Culture matérielle et ex-voto

"Qué saltos, qué aspavientos de la muchacha cuando comenzó el desempaque, cuando fue apareciendo el mueble [una máquina  de coser], cuando, desatados, los pedales tuvieron movimiento! Era realmente de no creerse y para llorar de gusto el ver de pronto, aquí, como aparición milagrosa, entre tiliches viejos, un objeto tan extraño, tan fino, que ni en sueños pudo imaginarse y  que nos infundió el mismo respeto, la misma devoción y hasta el  miedo con que hubiéramos visto dentro de la casa, llena de tiliches, algo de lo más rico,  desconocido y

sagrado que haya en las iglesias, y que no todos

pueden ver, ni nadie, fuera del obispo, puede tocar"


                                                      Agustín Yáñez



La richesse documentaire du matériel, ses avantages, même par rapport à la photographie, ont déjà été évoqués. Non seulement ce sont des témoignages, mais, pris dans le réseau de leurs messages (religieux en premier lieu, sociaux et culturels) ils restituent une globalité qui est celle à laquelle l’Histoire prétend.

Et toujours à partir de questions et d’éléments simples: les guaraches dénoncent le paysan, le pauvre (voir la plupart des ex-voto liés à la vie rurale). Mais lorsque la femme (en action de grâce), apparaît les pieds nus, solidement posés sur le sol, est-ce l’effet d’un extrême dénuement, ou le symbole de l’humilité suprême, du contact plus direct avec la Mère nourricière qu’est aussi la Vierge? Et lorsqu’un couple de paysans, au mileu d’un paysage champêtre, se fait représenter avec ses plus beaux atours et en bottines, endimanché : est-ce par fierté, est-ce pour faire honneur à la Vierge ?

Plus pragmatique, mais non moins important : au long des années, sur ces ex-voto, on suit le passage de l’habit traditionnel, de manta, chemise et caleçons blancs, à la salopette bleue. Simple détail? En fait ceci traduit un changement fondamental: le passage d’une économie fermée, où ces habits de manta étaient produits au sein de la cellule familiale –ou villageoise-, à une économie de marché, où le paysan achète son pantalon de mezclilla. Et l’évolution est bien entendu la même pour la femme.

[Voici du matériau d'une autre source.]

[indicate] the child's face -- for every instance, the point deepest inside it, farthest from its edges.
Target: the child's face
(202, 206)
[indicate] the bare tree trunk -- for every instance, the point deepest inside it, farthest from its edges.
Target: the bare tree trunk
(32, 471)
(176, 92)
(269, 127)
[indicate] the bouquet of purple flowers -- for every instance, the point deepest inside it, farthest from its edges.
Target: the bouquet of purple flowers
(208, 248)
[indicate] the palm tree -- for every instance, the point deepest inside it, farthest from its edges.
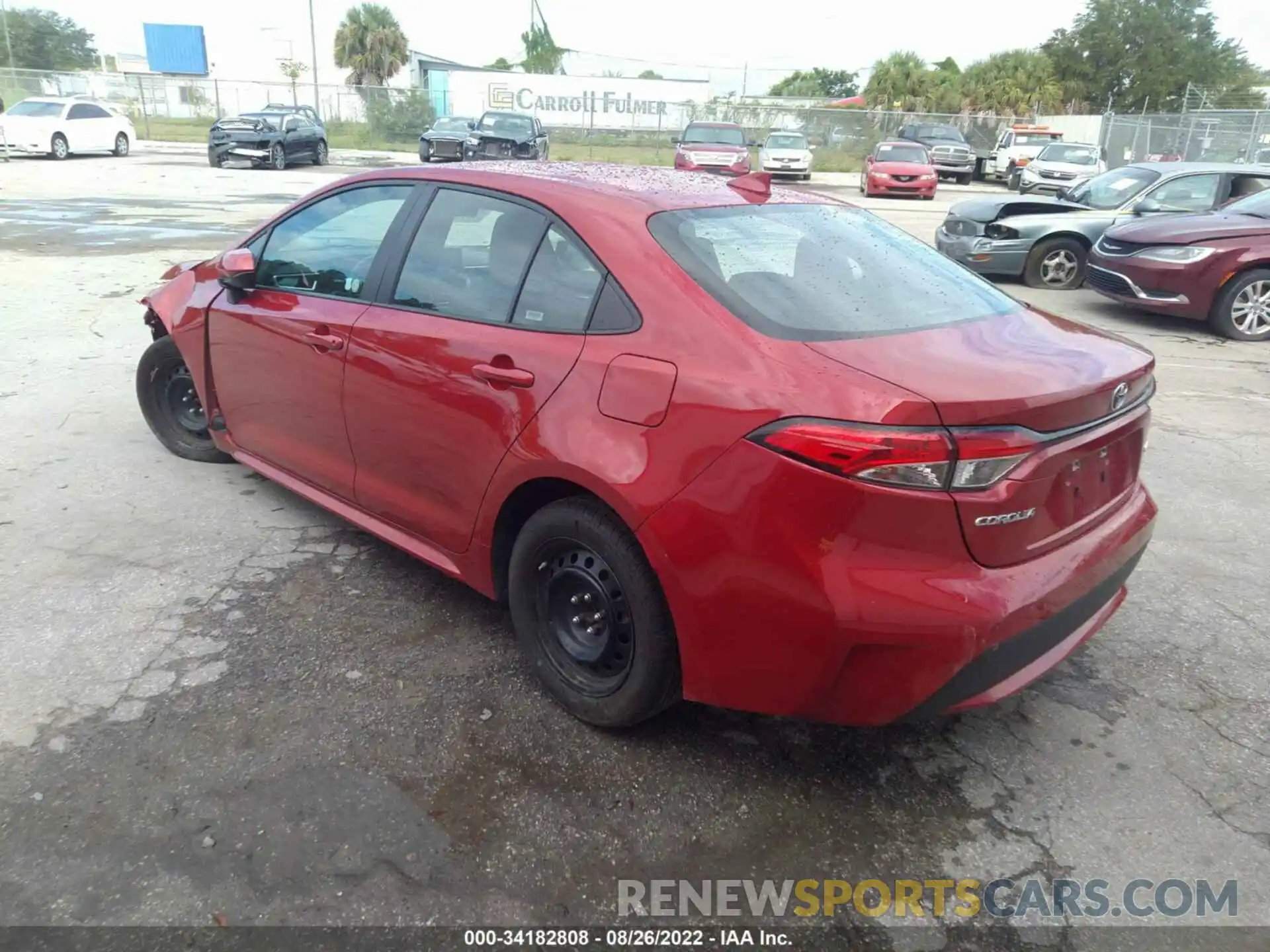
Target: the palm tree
(370, 45)
(900, 81)
(1014, 83)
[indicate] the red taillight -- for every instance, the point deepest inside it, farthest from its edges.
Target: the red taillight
(917, 459)
(964, 459)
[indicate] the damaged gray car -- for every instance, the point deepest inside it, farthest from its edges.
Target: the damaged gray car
(1047, 240)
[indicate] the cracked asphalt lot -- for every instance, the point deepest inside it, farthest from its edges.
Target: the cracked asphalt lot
(219, 701)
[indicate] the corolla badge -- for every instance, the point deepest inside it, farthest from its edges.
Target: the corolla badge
(1006, 517)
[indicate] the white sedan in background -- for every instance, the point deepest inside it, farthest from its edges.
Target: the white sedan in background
(786, 154)
(59, 126)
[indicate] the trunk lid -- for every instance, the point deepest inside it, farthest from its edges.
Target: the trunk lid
(1075, 397)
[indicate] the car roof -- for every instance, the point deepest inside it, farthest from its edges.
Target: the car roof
(632, 192)
(1177, 168)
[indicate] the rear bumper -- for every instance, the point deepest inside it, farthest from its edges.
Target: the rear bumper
(799, 597)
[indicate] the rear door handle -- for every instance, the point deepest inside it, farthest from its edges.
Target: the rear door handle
(508, 376)
(324, 342)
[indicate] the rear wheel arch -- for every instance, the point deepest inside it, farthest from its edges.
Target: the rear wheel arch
(517, 508)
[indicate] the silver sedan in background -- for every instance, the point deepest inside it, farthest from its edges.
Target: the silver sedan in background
(1047, 240)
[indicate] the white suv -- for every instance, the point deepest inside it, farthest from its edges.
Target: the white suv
(59, 126)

Ce qui vaut pour l’habillement doit être repris pour le cadre matériel, en particulier les nombreux intérieurs que l’on voit progressivement se meubler. Ainsi chez Trinidad Ramos, en 1890, un petate tient lieu de tout mobilier. Pendant des siècles les maisons de paysans n’avaient rien de plus (dans le meilleur des cas, un coffre, une estampe). Puis les tables de nuit, les armoires, les tapis, les tableaux (pieux) se multiplient:  un certain mieux-être (et l’économie de marché) pénètre cet univers, peut-être lié à une relative urbanisation. Quant à l’introduction de l’électricité, que nous voyons à travers ses méfaits, elle sera évoquée ultérieurement.

L’ex-voto, associé à la lecture de la nouvelle de A. Yañez « Betania o la maquina » (tirée de Las tierras flacas) pourra orienter la réflexion vers nombre de domaines : les rapports entre réalité et fiction romanesque, l’ouverture du monde paysan à la modernité, ou plus simplement la condition féminine.